For me, it all begins with Tolkien. And that means that it begins with The Hobbit.
The Hobbit, besides being a genuinely great book, is a very interesting one from a writer's standpoint. It's the reason that The Lord of the Rings exists -- no Hobbit, no call for a sequel, and yet it was never intended to introduce people to Tolkien's Middle Earth.
Tolkien originally wrote The Hobbit for his children -- he wrote a great deal for his children, including annual letters from Santa that were eventually collected as The Father Christmas Letters -- and as such it was mainly intended to be an exciting, entertaining adventure. But it's also, and this was quite unusual in fantasy for children at the time, clearly set not in a generic fairy-tale setting, but in a very concrete world different from our own -- a world with a deep and meaningful and mysterious history that was only really hinted at.
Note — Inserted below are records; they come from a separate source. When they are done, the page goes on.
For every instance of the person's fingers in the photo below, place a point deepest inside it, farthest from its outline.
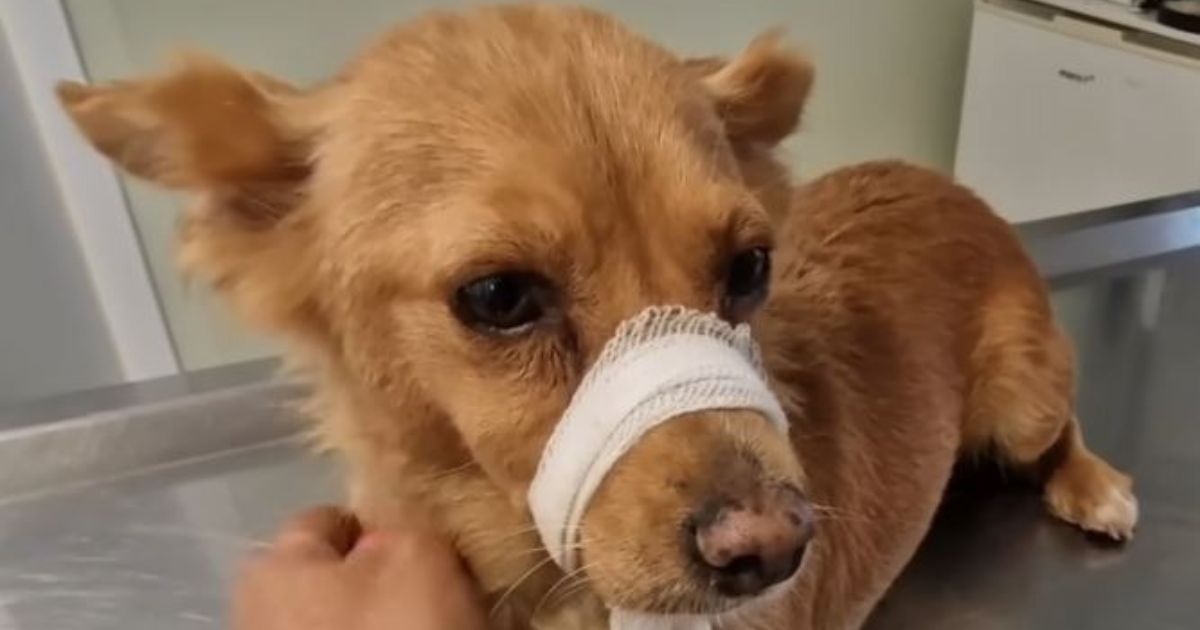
(321, 533)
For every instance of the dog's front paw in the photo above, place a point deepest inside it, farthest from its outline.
(1092, 495)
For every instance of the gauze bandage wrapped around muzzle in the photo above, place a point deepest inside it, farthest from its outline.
(661, 364)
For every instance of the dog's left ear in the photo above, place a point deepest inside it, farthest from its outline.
(760, 94)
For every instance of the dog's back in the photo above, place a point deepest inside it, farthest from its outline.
(912, 329)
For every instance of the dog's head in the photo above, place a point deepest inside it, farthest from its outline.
(460, 221)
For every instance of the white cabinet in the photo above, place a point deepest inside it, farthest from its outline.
(1063, 114)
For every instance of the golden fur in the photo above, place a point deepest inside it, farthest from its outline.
(905, 327)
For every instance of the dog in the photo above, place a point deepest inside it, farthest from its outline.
(449, 231)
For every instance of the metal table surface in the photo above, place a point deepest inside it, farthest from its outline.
(156, 550)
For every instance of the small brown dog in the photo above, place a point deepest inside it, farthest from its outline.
(453, 227)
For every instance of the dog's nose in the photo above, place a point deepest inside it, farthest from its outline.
(745, 549)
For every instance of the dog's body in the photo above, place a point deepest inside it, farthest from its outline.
(573, 174)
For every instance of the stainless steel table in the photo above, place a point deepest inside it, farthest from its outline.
(154, 546)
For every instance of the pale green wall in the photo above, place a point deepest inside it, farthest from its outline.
(889, 83)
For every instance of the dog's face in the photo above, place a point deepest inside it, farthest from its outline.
(460, 221)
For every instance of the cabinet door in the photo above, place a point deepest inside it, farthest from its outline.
(1056, 121)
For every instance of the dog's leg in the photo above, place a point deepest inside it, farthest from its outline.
(1021, 407)
(1086, 491)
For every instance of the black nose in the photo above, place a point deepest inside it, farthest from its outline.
(747, 549)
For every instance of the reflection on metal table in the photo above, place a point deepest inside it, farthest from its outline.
(198, 479)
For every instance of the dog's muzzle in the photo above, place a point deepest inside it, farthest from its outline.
(661, 364)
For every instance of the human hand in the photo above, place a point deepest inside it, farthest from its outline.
(323, 573)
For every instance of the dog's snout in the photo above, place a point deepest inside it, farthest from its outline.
(747, 547)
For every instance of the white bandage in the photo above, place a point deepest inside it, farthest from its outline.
(663, 363)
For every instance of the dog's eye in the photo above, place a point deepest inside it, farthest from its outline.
(747, 281)
(504, 303)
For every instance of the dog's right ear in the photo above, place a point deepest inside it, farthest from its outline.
(202, 126)
(244, 144)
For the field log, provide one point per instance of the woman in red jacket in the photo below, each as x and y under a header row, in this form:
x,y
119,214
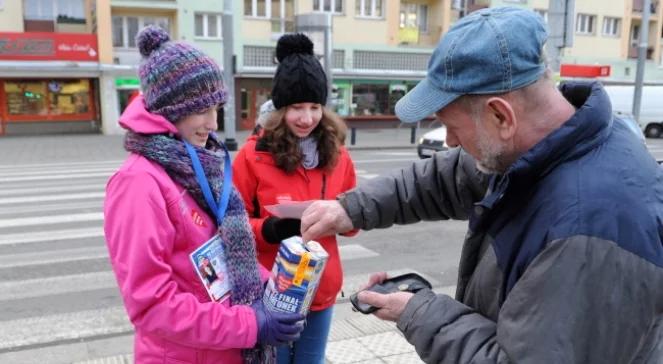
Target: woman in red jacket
x,y
298,156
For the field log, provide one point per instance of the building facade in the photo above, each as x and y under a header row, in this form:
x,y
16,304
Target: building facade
x,y
71,65
380,50
49,66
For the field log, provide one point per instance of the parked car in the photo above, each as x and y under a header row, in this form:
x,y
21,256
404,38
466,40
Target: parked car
x,y
431,142
632,124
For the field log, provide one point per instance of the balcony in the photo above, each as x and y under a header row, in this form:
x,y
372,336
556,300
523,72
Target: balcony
x,y
638,5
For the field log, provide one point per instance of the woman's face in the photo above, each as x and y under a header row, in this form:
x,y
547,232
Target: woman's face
x,y
303,117
195,128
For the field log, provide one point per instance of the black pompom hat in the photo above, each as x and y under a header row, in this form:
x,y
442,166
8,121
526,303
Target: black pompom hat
x,y
299,75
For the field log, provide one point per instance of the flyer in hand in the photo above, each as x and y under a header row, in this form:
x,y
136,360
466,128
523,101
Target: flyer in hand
x,y
209,262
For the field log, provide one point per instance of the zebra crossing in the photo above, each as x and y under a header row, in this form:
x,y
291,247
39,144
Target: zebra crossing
x,y
59,301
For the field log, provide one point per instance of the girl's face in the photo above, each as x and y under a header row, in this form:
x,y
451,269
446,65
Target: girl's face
x,y
195,128
303,117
Of course, Tolkien wrote The Hobbit while he was also involved in his life-long project of creating the languages and mythology of Middle Earth -- the stories that became The Silmarillion. So he went to those tales when he needed names and events from the distant past of Bilbo Baggins's world. Elrond, the legendary blades of Gondolin and the ancient battles between Elves and Goblins (they weren't called Orcs yet), these are all Tolkien bringing his secret obsession to life by putting elements of it into a story that other people would actually see.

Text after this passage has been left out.